French author, diplomat and art critic

Jean-Baptiste Dubos (/fr/; 14 December 1670 – 23 March 1742), also referred to as l'Abbé Du Bos, was a French author. He was also a diplomat and an art critic.

==Life==
Dubos was born in Beauvais. He was educated in Paris and received a Master of Arts in 1688 and a Bachelor of Theology in 1692. After studying theology, he gave it up in favour of public law and politics. He was employed by M. de Torcy, minister of foreign affairs, and by the regent and Cardinal Dubois in several secret missions. He was rewarded with a pension and other advantages. Having obtained these, he retired from political life and devoted himself to history and literature. During his travels as French envoy, he cultivated connections with contemporary prominent thinkers. These included Pierre Bayle, Jean Chardin, and John Locke, who he became close friends with.
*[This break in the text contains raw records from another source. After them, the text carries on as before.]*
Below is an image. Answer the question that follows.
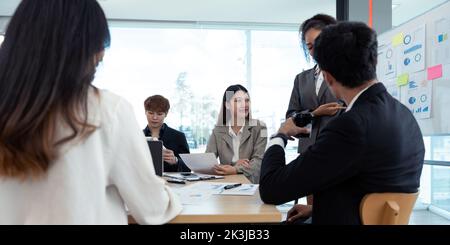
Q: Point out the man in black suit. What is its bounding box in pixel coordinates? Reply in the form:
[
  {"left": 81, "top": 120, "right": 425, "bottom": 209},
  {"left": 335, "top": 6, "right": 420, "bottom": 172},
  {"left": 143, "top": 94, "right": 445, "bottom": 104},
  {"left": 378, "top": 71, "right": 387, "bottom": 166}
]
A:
[
  {"left": 143, "top": 95, "right": 191, "bottom": 172},
  {"left": 259, "top": 22, "right": 425, "bottom": 224}
]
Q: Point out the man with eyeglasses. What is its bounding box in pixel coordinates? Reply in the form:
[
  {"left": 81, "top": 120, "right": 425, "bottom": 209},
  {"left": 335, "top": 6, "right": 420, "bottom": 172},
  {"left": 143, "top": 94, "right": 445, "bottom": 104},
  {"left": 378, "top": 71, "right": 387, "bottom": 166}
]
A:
[{"left": 143, "top": 95, "right": 191, "bottom": 172}]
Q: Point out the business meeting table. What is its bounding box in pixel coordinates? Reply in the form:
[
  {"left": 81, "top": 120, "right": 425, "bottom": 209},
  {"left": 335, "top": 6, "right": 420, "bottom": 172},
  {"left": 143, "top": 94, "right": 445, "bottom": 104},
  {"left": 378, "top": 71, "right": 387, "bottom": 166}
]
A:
[{"left": 129, "top": 174, "right": 281, "bottom": 224}]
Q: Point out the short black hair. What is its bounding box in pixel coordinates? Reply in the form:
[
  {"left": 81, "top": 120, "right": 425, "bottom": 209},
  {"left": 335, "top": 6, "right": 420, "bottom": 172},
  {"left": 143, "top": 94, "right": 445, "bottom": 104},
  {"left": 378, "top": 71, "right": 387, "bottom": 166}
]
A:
[
  {"left": 314, "top": 22, "right": 378, "bottom": 88},
  {"left": 298, "top": 14, "right": 337, "bottom": 61}
]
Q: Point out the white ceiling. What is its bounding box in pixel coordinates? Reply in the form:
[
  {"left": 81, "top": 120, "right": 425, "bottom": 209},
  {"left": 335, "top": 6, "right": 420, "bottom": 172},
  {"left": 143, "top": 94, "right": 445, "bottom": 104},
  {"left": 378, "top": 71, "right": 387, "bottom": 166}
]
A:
[
  {"left": 392, "top": 0, "right": 448, "bottom": 26},
  {"left": 0, "top": 0, "right": 448, "bottom": 26},
  {"left": 0, "top": 0, "right": 336, "bottom": 24}
]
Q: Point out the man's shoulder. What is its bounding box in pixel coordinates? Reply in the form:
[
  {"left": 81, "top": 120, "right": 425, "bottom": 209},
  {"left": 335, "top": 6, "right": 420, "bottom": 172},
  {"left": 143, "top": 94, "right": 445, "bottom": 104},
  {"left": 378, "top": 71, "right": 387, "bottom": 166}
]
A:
[{"left": 164, "top": 125, "right": 185, "bottom": 137}]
Dubos gained such distinction as an author that in 1720 he was elected a member of the Académie française, and, in 1723, was appointed to the position of perpetual secretary in succession to André Dacier. He died in Paris, repeating the remark, "Death is a law, not a punishment."

==Works==

Dubos' first work was L'Histoire des quatre Gordiens prouvée et illustrée par des médailles (Paris, 1695), which, in spite of its ingenuity, did not succeed in convincing most people. At the beginning of the war of 1701 he was charged with different negotiations (both in the Netherlands and England). In an attempt to persuade those countries to adopt a policy of peace, he published a work entitled Les Intéréts de l'Angleterre mal entendus dans la guerre présente (Amsterdam, 1703). This work contained indiscreet disclosures and predictions that were not fulfilled. The enemy took advantage of the work, and a wag took occasion to remark that the title ought to be read thus: Les Intérêts de l'Angleterre mal entendus par l'abbé Dubos. It is remarkable as containing a distinct prophecy of the revolt of the American colonies from Great Britain.

Dubos' next work was L'Histoire de la Ligue de Cambray (Paris, 1709, 1728 and 1785, 2 vols.), a full, clear and interesting history, commended by Voltaire. In 1734 he published his Histoire critique de l'établissement de la monarchie française dans les Gaules (3 vols. 4to)--a work the object of which was to prove that the Franks had entered Gaul, not as conquerors, but at the request of the nation, which, according to him, had called them in to govern it. This system, though unfolded with a degree of skill and ability that, at first, procured many zealous partisans, was attacked by Montesquieu at the end of the thirtieth book of the Esprit des lois.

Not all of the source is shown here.